By Stephen Culp
NEW YORK (Reuters) - U.S. stocks advanced on Friday as upbeat earnings helped investors shrug off heightened trade anxieties and weaker-than-expected July jobs growth.
For the week, the S&P 500 and the Nasdaq gained ground, up 0.8 percent and 1.0 percent, respectively, while the Dow was essentially flat. The S&P 500 notched its fifth straight weekly gain, its longest such streak of the year.
The second-quarter reporting season nears its final stretch with 406 of the companies in the S&P 500 having reported, 78.6 percent of which came in above Street estimates, according to Thomson Reuters data.
China launched its latest salvo in the ongoing trade spat, unveiling new tariffs on 5,207 goods imported from the United States, including liquefied natural gas (LNG) and some aircraft.
Earlier this week, Chinese officials promised retribution after the Trump administration proposed hiking tariffs to 25 percent on $200 billion worth of goods imported from China.
A report from the Labor Department showed the U.S. economy added 157,000 jobs in July, fewer than the 190,000 economists expected, though the unemployment rate edged down to 3.9 percent.
Other data showed the U.S. trade deficit surged 7.3 percent in June to $46.3 billion, its biggest increase since November 2016. The politically sensitive trade gap with China widened by 0.9 percent to $33.5 billion.
"We have the trade numbers and we have the continuation of the ongoing trade war with China, which is not a good thing, obviously," said Michael Geraghty, equity strategist at Cornerstone Capital Group.
"Some of the benefits of the tax cut will be wearing off, in addition we have this trade skirmish, so in my opinion investors will be quite skittish in the second half of the year," Geraghty added.
Shares of Apple Inc (O:AAPL) rose modestly a day after becoming the first publicly-traded U.S. company to reach $1 trillion in market value.
The S&P consumer staples sector (SPLRCS) rose 1.2 percent. Its advance was led by Kraft Heinz (O:KHC), up 8.6 percent after the packaged foods company topped quarterly profit and revenue estimates.
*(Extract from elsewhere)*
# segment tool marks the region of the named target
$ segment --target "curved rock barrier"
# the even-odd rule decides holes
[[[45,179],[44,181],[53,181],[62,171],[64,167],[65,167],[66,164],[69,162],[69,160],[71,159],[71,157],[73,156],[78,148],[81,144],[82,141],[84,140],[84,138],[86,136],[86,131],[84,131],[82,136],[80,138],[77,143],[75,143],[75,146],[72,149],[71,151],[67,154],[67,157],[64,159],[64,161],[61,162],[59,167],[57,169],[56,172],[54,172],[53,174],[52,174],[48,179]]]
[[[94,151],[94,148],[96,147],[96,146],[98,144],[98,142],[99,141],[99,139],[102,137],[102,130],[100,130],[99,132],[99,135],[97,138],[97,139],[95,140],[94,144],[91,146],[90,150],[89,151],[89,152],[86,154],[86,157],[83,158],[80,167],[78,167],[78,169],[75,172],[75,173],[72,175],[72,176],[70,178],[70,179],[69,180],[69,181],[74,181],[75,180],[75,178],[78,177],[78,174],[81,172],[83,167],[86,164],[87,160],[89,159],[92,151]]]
The Dow Jones Industrial Average (DJI) rose 136.42 points, or 0.54 percent, to 25,462.58, the S&P 500 (SPX) gained 13.13 points, or 0.46 percent, to 2,840.35 and the Nasdaq Composite (IXIC) added 9.33 points, or 0.12 percent, to 7,812.02.
Of the 11 major sectors of the S&P 500, energy (SPNY) was the sole percentage loser. Oil prices (CLc1) gave up gains from the previous session, weighed upon by concerns about trade and demand for crude, while hedge funds and other money managers cut their bullish crude bets this week.
Shares of Dish Network Corp (O:DISH) jumped 14.5 percent following its better-than-expected quarterly earnings report.
Executives for American International Group Inc (N:AIG) tried to downplay weak earnings and promised a turnaround, but the insurer's shares dipped 2.7 percent.
Cyber security firm Symantec Corp (O:SYMC) was among the biggest percentage losers on the S&P, dropping 7.8 percent after announcing a workforce reduction and lowering its yearly revenue forecast.
Advancing issues outnumbered declining ones on the NYSE by a 1.51-to-1 ratio; on Nasdaq, a 1.41-to-1 ratio favored decliners.
The S&P 500 posted 22 new 52-week highs and two new lows; the Nasdaq Composite recorded 73 new highs and 70 new lows.
Volume on U.S. exchanges was 5.96 billion shares, compared with the 6.29 billion-share average over the last 20 trading days.